This is the repository for the Msc dissertation, "Grammatical Error Correction for Maltese: A Deep Learning Solution for a Low Resource Scenario" by Aaron Debattista in partial fulfilment of the requirements for the degree of Master of Science in Artificial Intelligence (Universtity of Malta).
Folder containing PRE-TOKENISED and PRE-SYNTHESISED data files from Common Voice.
Folder containing vocabularies for evaluating baseline models (baseline) and adapted models (22K).
Logs files from the training processes of the top performing projects during the study. These are mainly there to satisfy curiousity but are otherwise not important for assessment.
Folder containing PRE-TOKENISED and PRE-SYNTHESISED data files from MLRS.
A folder containing files that need to overwrite existing files in third-party repositories for reasons of compatibility.

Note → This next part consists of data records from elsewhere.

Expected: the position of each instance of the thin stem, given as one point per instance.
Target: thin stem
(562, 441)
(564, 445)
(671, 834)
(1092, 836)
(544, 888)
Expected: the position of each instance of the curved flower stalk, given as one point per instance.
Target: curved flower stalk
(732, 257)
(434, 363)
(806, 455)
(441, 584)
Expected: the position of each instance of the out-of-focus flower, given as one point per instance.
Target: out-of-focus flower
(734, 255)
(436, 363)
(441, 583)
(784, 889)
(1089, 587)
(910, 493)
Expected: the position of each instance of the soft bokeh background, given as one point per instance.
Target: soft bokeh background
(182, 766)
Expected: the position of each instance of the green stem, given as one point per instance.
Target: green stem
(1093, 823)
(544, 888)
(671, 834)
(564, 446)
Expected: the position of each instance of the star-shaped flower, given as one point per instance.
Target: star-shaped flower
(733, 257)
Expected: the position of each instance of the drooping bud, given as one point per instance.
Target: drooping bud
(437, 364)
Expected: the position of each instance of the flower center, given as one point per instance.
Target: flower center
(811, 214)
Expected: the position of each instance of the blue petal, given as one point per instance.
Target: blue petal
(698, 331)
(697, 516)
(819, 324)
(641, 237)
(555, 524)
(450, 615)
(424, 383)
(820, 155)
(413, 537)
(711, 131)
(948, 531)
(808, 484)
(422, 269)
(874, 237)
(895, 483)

Contains the original files as well as the PRE-TOKENISED and CURATED datasets for Qari Tal-Provi (Batch 1).
Contains the original files as well as the PRE-TOKENISED and CURATED datasets for Qari Tal-Provi (Batch 2).
Contains template files for plots/tables on Latex. It is not important for assessment.
Contains a number of tools used in support of the project.
- alignment.py - Generates alignment files.
- data_parser_QTP_Batch1.py - Was used to parse documents from QariTalProvi_Batch_1
- data_parser_QTP_Batch2.py - Was used to parse documents from QariTalProvi_Batch_2
- HF2M.py - Converts BERT model files into Marian-readable model files.
- M2_reference_generator.py - Used to generate reference M2 files for target files used in the final model (QariTalProvi_Batch_2)
- noiser.py - Calls methods from 'synthesis.py' in order to apply noise to the files from Common Voice and MLRS.
- synthesis.py - A library of synthesis methods.
- tokenisation.py - Contains Maltese tokeniser.